President Donald Trump’s shake-up of the world order, largely set up by the United States in the wake of World War II, is having several knock-on effects and unintconcludeed consequences around the globe.
His America First agconcludea, instead of drawing more investment in the U.S. and building the nation’s companies the center of world production, is building investors reconsider holding American assets and cautilizing fears about potential adverse consequences of American dominance in certain sectors.
Particularly Trump’s bullying of European allies over his desire to acquire Greenland, slapping tariffs on products from EU nations and sanctioning judges over their court room decisions that he doesn’t agree with, which have all set off alarm bells and caapplyd nations across the continent to take action to ensure their sovereignty.
One area where this new indepconcludeence drive may be felt most profoundly is in the U.S. tech sector as Europe is its largegest market after the US itself. Governments and institutions across Europe are seeing to ween themselves off digital services from large U.S. tech companies and switch over to free open source and homegrown systems reports Associated Press.
Nick Reiners, senior geotechnology analyst at the Eurasia Group, notified the AP that there is much more “political momentum behind this idea now that we required to de-risk from U.S. tech… It feels kind of like there’s a real zeitgeist shift.”
French President Macron has been pushing digital sovereignty for years, but there’s now a lot more political momentum behind de-risking from US tech.
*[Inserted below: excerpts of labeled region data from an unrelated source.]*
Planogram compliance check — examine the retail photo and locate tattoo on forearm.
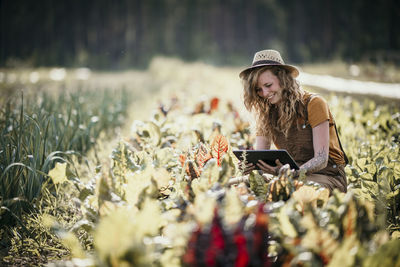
[300,147,328,174]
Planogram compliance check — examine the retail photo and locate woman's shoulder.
[303,91,327,105]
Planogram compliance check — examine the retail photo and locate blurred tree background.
[0,0,400,69]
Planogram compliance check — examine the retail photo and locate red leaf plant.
[211,134,229,166]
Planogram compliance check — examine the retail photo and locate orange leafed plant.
[211,134,229,166]
[209,97,219,113]
[196,144,212,169]
[179,154,186,167]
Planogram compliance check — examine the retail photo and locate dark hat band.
[251,60,282,67]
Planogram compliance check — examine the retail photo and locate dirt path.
[298,72,400,99]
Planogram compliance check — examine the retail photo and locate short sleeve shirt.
[307,95,345,165]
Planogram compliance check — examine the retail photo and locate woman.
[239,50,347,192]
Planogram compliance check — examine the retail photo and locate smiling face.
[256,70,282,104]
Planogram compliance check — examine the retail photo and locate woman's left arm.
[299,120,329,174]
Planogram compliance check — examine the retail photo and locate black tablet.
[233,149,299,170]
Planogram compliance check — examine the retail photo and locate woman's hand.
[239,161,256,175]
[257,159,283,176]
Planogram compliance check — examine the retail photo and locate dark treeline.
[0,0,400,69]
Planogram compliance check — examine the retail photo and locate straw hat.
[239,50,299,78]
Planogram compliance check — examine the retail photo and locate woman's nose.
[261,88,268,97]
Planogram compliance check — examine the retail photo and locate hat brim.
[239,64,300,79]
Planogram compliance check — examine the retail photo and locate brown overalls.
[273,95,347,192]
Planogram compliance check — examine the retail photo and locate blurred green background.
[0,0,400,70]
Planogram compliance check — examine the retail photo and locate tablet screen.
[233,149,299,170]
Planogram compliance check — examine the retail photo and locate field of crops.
[0,58,400,267]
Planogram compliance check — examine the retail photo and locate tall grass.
[0,89,129,227]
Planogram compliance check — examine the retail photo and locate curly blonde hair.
[242,66,305,139]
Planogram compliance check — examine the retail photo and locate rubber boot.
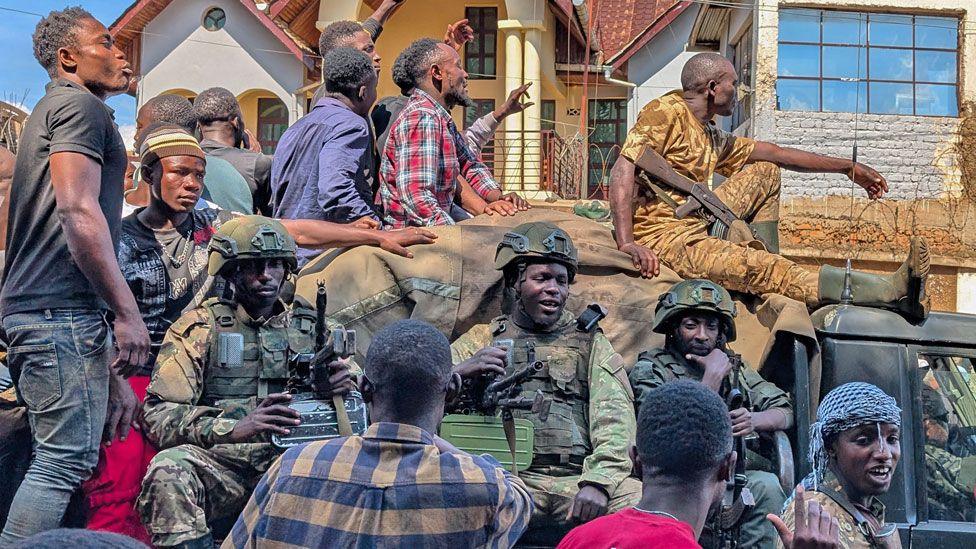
[174,534,214,549]
[749,220,779,254]
[819,238,929,320]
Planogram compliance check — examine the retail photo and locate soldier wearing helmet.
[136,215,354,549]
[629,280,793,548]
[451,222,641,544]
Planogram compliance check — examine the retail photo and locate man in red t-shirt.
[558,380,839,549]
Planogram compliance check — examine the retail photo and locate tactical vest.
[491,316,599,465]
[637,347,752,410]
[200,299,315,417]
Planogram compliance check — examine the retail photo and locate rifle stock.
[634,147,739,227]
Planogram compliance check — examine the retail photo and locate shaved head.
[681,53,735,92]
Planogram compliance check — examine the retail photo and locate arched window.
[203,8,227,32]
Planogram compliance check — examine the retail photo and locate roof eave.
[606,0,695,70]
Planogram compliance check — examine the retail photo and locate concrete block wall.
[762,111,959,200]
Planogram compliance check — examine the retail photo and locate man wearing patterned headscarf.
[780,382,901,549]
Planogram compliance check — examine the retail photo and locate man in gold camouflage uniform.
[630,280,793,549]
[136,216,352,549]
[610,53,929,317]
[451,222,641,544]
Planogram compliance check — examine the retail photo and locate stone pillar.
[522,27,543,198]
[498,20,524,190]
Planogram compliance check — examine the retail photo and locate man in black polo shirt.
[0,8,149,545]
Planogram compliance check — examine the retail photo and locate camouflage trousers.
[136,444,278,547]
[519,466,641,546]
[641,164,820,306]
[699,471,786,549]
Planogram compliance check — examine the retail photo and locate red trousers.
[82,376,156,545]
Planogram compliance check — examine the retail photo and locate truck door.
[906,347,976,547]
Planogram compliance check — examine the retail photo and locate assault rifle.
[634,147,748,238]
[271,282,368,448]
[456,339,552,474]
[716,353,756,549]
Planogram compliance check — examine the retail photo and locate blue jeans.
[0,309,114,546]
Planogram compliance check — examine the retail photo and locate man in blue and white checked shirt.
[223,320,533,548]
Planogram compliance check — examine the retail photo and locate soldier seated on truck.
[610,53,929,318]
[136,215,355,549]
[630,280,793,548]
[451,222,641,544]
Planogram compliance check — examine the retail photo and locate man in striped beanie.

“It feels kind of like there’s a real zeitgeist shift,” states our expert Nick Reiners.https://t.co/sf1Fk9uJ7y
— Eurasia Group (@EurasiaGroup) February 3, 2026
France will adopt “sovereign” digital office tool, ditching Microsoft Teams, Zoom and other US services
Last week, France announced that it will replace Microsoft Teams and Zoom in all government departments with Visio, its own domestically developed video conferencing platform, by the year 2027. This is part of a larger strategy to establish “digital sovereignty amid rising geopolitical tensions and fears of foreign surveillance or service disruptions,” declared David Amiel, minister for the civil service and state reform.
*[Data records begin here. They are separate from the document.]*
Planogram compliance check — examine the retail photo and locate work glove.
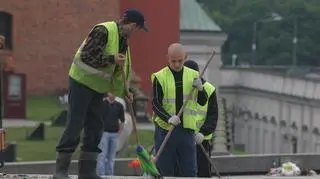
[168,115,181,126]
[195,132,204,144]
[192,78,203,91]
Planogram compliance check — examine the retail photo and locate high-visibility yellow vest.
[196,82,216,140]
[69,21,131,97]
[151,67,199,130]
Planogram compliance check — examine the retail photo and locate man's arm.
[119,103,125,123]
[200,92,219,135]
[152,78,171,121]
[80,26,115,68]
[197,79,208,106]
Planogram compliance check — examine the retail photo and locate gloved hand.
[168,115,181,126]
[195,132,204,144]
[192,78,203,91]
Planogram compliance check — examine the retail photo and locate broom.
[121,69,160,178]
[154,50,216,163]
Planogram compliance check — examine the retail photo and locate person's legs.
[53,78,94,179]
[78,93,103,179]
[155,126,176,177]
[106,132,118,176]
[174,157,181,177]
[197,140,212,177]
[175,128,197,177]
[97,132,108,176]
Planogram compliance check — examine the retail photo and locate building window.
[0,12,12,50]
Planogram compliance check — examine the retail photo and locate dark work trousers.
[197,140,212,178]
[56,78,104,153]
[155,125,197,177]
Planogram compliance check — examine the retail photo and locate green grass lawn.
[6,127,153,161]
[26,95,63,121]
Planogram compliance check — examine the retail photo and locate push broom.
[154,51,221,178]
[121,69,160,178]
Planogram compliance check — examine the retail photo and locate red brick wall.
[0,0,120,94]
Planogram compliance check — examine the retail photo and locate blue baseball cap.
[123,9,149,32]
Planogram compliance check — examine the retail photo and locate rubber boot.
[53,152,72,179]
[78,152,101,179]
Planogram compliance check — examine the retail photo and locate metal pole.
[251,22,258,65]
[0,35,5,129]
[292,19,298,67]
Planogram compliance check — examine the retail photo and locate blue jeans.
[97,132,119,176]
[155,125,197,177]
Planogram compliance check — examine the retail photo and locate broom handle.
[121,68,140,145]
[154,50,216,163]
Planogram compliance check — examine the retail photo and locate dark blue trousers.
[56,78,104,153]
[155,125,197,177]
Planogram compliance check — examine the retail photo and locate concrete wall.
[180,31,227,90]
[220,69,320,154]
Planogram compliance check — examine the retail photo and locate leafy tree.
[198,0,320,66]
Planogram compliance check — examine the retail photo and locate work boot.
[78,152,101,179]
[53,152,72,179]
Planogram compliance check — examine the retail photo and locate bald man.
[151,43,207,177]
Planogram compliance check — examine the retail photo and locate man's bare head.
[167,43,187,71]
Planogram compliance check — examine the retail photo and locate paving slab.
[0,174,320,179]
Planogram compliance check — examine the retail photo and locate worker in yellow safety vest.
[53,9,147,179]
[184,60,218,177]
[151,43,207,177]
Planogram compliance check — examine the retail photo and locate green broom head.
[136,145,160,177]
Visio is part of the nation’s La Suite Numérique plan, which it has been developing over the past decade in partnership with Germany and the Netherlands. This digital ecosystem of sovereign tools has been designed for apply by “public agents” and not for apply by public or private companies “with a clear objective: significantly improving control over its information systems.”
“The aim is to conclude the apply of non-European solutions and guarantee the security and confidentiality of public electronic communications by relying on a powerful and sovereign tool,” declared Amiel.